Singapore steps up on proxy gambling

The Singapore government is, encouragingly, keeping its punitive focus on local employers who use foreign workers as proxy gamblers. The strongly worded statements coming from several ministries leave no doubt about the government’s position: the fault lies with the employers, not the foreign workers.

The Straits Times itself has an equally strident editorial which goes one step further by noting the strangely amoral views of employers who described their exploitation of these workers as providing opportunities for wealth and lessons in “life skills”. But the employers are not only amoral, they also seem to believe these absurdities: one quoted in the original article proudly described how he sent multiple foreign workers to gamble as a form of investment diversification. Perhaps Singapore needs to introduce revised math education in addition to its new morals education; both could be funded with a portion of revenues from the gambling industry.
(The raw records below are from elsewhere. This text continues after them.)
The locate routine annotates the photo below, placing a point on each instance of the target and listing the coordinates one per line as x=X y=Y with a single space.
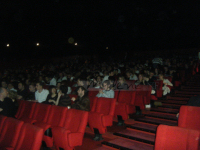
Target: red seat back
x=76 y=120
x=41 y=112
x=30 y=137
x=189 y=117
x=27 y=110
x=10 y=132
x=57 y=116
x=176 y=138
x=105 y=106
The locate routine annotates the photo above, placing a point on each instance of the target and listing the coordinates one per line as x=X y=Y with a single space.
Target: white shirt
x=42 y=96
x=53 y=82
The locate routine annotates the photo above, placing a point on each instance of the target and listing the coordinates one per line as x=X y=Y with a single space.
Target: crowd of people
x=52 y=83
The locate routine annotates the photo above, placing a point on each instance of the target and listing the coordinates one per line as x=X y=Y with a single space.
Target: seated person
x=11 y=87
x=82 y=102
x=63 y=98
x=52 y=95
x=122 y=83
x=7 y=106
x=31 y=94
x=41 y=94
x=166 y=82
x=21 y=93
x=106 y=92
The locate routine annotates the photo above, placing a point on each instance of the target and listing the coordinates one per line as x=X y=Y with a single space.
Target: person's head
x=106 y=85
x=10 y=86
x=52 y=89
x=64 y=89
x=4 y=84
x=161 y=77
x=111 y=73
x=32 y=87
x=121 y=79
x=39 y=86
x=3 y=93
x=21 y=86
x=140 y=77
x=58 y=85
x=81 y=91
x=12 y=94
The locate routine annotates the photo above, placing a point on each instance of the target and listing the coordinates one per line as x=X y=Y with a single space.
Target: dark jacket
x=82 y=103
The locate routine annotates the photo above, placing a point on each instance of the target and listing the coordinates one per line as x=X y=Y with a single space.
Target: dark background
x=121 y=26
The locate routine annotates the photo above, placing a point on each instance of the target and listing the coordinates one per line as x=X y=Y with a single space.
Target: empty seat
x=176 y=138
x=72 y=132
x=56 y=118
x=189 y=117
x=30 y=138
x=125 y=104
x=10 y=133
x=101 y=114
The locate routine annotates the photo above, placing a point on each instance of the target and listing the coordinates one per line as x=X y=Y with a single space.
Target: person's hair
x=51 y=87
x=82 y=88
x=23 y=84
x=40 y=83
x=12 y=94
x=64 y=89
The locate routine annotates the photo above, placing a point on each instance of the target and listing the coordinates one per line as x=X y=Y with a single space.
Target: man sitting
x=82 y=102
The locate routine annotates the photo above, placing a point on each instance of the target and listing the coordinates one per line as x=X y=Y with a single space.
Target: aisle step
x=165 y=110
x=137 y=135
x=147 y=127
x=157 y=121
x=127 y=144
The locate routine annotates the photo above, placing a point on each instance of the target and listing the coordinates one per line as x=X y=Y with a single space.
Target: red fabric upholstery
x=189 y=117
x=143 y=95
x=71 y=134
x=21 y=103
x=56 y=118
x=10 y=133
x=27 y=110
x=176 y=138
x=101 y=114
x=30 y=138
x=2 y=120
x=159 y=85
x=125 y=104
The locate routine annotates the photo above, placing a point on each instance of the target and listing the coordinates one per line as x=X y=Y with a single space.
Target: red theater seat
x=125 y=104
x=101 y=114
x=189 y=117
x=10 y=133
x=56 y=118
x=30 y=138
x=72 y=132
x=176 y=138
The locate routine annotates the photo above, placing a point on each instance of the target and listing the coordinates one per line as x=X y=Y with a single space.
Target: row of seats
x=183 y=137
x=62 y=126
x=17 y=135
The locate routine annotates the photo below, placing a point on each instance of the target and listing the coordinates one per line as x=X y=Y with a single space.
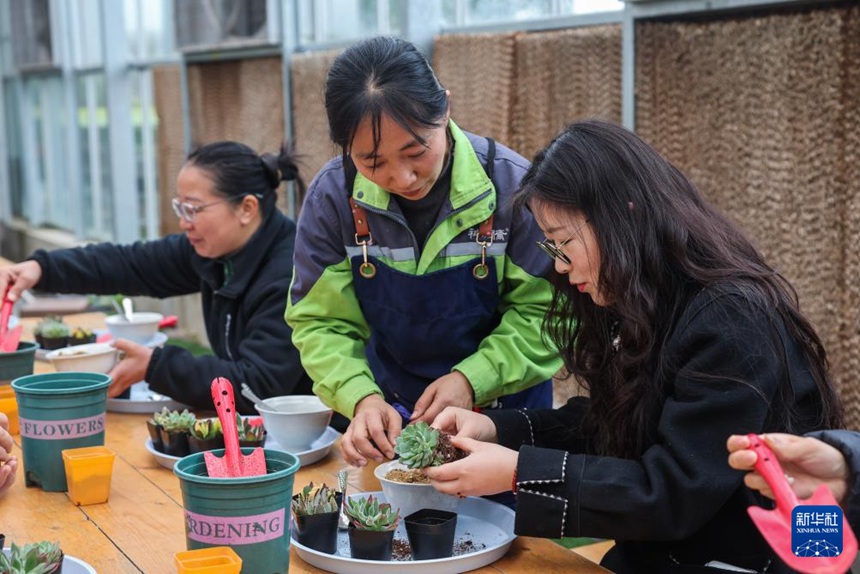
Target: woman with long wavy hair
x=682 y=335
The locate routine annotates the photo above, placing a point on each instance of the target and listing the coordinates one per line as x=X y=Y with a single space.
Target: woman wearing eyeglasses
x=680 y=333
x=416 y=287
x=236 y=249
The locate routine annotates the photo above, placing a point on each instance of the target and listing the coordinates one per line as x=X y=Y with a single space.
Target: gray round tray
x=489 y=525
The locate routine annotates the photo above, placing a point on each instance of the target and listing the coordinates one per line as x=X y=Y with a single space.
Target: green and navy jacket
x=421 y=316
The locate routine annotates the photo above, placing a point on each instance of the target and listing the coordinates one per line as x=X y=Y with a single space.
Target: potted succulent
x=371 y=528
x=316 y=511
x=51 y=333
x=431 y=533
x=205 y=435
x=81 y=336
x=36 y=558
x=174 y=430
x=251 y=431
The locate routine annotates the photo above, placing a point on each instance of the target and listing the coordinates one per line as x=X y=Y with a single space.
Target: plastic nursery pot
x=199 y=444
x=174 y=443
x=17 y=363
x=58 y=411
x=370 y=544
x=431 y=533
x=319 y=531
x=88 y=474
x=248 y=513
x=214 y=560
x=9 y=407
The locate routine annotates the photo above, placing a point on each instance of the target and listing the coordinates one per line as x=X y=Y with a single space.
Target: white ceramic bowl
x=295 y=421
x=410 y=497
x=91 y=358
x=141 y=329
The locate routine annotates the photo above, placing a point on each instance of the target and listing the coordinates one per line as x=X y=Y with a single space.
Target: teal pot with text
x=17 y=363
x=58 y=411
x=250 y=514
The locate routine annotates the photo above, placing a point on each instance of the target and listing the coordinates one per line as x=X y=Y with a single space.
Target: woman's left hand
x=489 y=469
x=452 y=390
x=131 y=369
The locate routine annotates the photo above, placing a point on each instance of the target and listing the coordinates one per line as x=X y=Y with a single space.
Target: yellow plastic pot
x=88 y=474
x=212 y=560
x=9 y=407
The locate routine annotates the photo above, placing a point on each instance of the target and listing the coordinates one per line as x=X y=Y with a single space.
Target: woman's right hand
x=372 y=431
x=466 y=423
x=19 y=277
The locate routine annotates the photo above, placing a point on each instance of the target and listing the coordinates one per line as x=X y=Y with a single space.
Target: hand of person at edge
x=451 y=390
x=808 y=462
x=466 y=423
x=19 y=277
x=131 y=369
x=488 y=469
x=371 y=434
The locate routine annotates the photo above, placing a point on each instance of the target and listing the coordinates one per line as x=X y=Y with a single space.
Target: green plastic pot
x=58 y=411
x=250 y=514
x=17 y=363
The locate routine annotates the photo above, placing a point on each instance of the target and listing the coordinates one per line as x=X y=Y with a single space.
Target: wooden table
x=142 y=526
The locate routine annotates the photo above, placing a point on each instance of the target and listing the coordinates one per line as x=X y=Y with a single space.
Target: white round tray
x=489 y=525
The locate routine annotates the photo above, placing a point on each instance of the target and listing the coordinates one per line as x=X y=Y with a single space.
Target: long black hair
x=381 y=76
x=659 y=242
x=237 y=170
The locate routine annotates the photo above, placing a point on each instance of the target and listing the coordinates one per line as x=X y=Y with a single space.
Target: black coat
x=679 y=501
x=244 y=297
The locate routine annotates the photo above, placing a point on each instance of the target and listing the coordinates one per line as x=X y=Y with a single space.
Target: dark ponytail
x=236 y=171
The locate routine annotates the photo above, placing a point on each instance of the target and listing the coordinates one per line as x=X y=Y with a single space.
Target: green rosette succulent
x=417 y=446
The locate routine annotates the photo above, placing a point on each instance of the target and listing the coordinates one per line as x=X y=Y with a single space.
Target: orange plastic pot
x=88 y=474
x=212 y=560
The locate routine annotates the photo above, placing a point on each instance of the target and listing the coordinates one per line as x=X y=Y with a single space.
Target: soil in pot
x=431 y=533
x=201 y=444
x=370 y=544
x=174 y=444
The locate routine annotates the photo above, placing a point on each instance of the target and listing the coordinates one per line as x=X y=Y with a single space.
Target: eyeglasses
x=554 y=251
x=188 y=211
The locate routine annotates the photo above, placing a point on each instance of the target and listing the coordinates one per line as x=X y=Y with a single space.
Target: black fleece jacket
x=728 y=367
x=244 y=297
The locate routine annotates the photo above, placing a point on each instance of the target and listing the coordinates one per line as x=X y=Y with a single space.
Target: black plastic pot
x=199 y=444
x=431 y=533
x=174 y=443
x=370 y=544
x=155 y=435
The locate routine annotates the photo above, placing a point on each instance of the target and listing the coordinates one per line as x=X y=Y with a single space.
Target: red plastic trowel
x=8 y=339
x=775 y=525
x=234 y=463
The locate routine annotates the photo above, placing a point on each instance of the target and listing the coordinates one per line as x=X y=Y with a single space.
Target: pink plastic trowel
x=775 y=525
x=234 y=463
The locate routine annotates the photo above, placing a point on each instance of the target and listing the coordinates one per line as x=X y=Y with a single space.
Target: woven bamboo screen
x=309 y=120
x=564 y=76
x=763 y=112
x=169 y=135
x=478 y=70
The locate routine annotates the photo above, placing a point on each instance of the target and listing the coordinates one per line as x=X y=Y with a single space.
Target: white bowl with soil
x=409 y=490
Nobody should get though the PSLE without understanding that making bets against the house is a road to poverty, not riches.

The ST editorial laments that “careful crafting of regulations to minimise social harm could not have foreseen unlikely breaches”.  True, this exact scenario would have been hard to imagine, but discouraging Singaporeans and permanent residents from gambling while welcoming foreigners creates an economic system for breaches, at S$100 a breach. With hindsight, isn’t it inevitable that poor foreigners would have been used to circumvent the system?

Gambling by proxy

The Straits Times (Singapore’s main English language newspaper), published a very disturbing article this week about employers who send foreign workers with cash to gamble on the employer’s behalf at one of Singapore’s two casino resorts. If they win, they can keep some of the money. If they lose a little, the employer takes the loss, but “if they [lose] too much money, their pay would be docked.”

The exploitation should be obvious to anyone familiar with the foreign labor environment in Singapore. “Foreign workers” is a catch all term for foreigners at the lower end of the job market: these men and women work in a variety of industries for monthly wages often measured in hundreds of dollars, plus room and board. Live-in maids typically have a small room adjacent to the kitchen of their employer.  For men, rooming is often hostel living or, for construction sites, on-site temporary dormitories. Everything in their lives depends on their continued employment and good relations with their employer. Many of them remit most of their monthly salaries to families back home in India, China, the Philippines or Bangladesh, who depend on them to build a better life.